Recent decreases in capital inflows have caused dollar shortages, leading banks to cap withdrawals. On the unofficial market, the greenback has sold at up to 20 percent more than its official rate.
While Salameh insisted the financial sector would remain solvent, trust in the central bank has plummeted and outside the news conference dozens of protesters voiced their anger.
"All of them means all of them. Salameh's one of them," they chanted, in a variation of a common call for all political figures to resign.
- Victory of sorts -
Protesters demand a complete overhaul of a political system they say has been dominated by the same families of political leaders since the end of the 1975-1990 civil war.
The government resigned on October 29 but stayed on in a caretaker capacity and parliamentary consultations on forming a new government are yet to be held.
Demonstrators call for technocrats not affiliated with Lebanon's traditional parties, but it is unclear whether this demand will be met.
Activists on social media called for a general strike, vowing to block roads leading to parliament on Tuesday, as Speaker Nabih Berri postponed a scheduled legislative session by a week to November 19.
In the northern city of Tripoli, thousands gathered in the main square at night fall.
Protester Bilal Hussein, 33, said parliament's postponement was a victory of sorts.
"This is the speaker's first time recognizing that things after October 17 are not as they were before," he said.
- 'Point of no return' -
Earlier in the day, hundreds of students protested in several parts of the country, and dozens of demonstrators gathered near the airport.
In recent days, high school pupils and university students have taken a leading role in protests, demanding a better future in a country where youth unemployment is over 30 percent.
In central Beirut, Mohammed, an unemployed 51-year-old, said he had hope in the next generation.
"We have reached a point of no return.

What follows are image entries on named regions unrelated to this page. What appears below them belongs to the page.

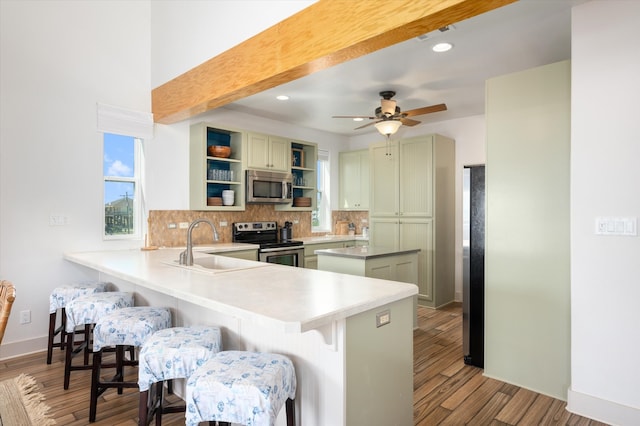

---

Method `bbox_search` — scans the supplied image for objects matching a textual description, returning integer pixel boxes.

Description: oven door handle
[260,246,304,253]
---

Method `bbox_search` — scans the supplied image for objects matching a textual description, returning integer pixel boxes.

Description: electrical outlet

Young school pupils are the ones who will decide our destiny," he said.
Corrupt political leaders "have stolen 30 years of our lives, but they won't be able to steal a single second off the young generations."
On Monday, Hizbullah chief Sayyed Hassan Nasrallah called for corruption prosecutions and a mechanism to return stolen money to the state.
Nasrallah had previously called on his supporters to leave the cross-sectarian street movement, arguing that unnamed foreign entities were funding protests.
The World Bank on Wednesday urged authorities to swiftly form a new government to prevent further deterioration of the economy.
The crisis has hit businessmen unable to purchase imports in dollars, and caused panic among citizens fearing petrol and food shortages.
Lebanon's economy has been battered by a series of political crises, compounded by the eight-year civil war in neighboring Syria.
Economists are deeply concerned by the country's crippling debt of $86 billion, which equates to roughly 150 percent of the gross domestic product.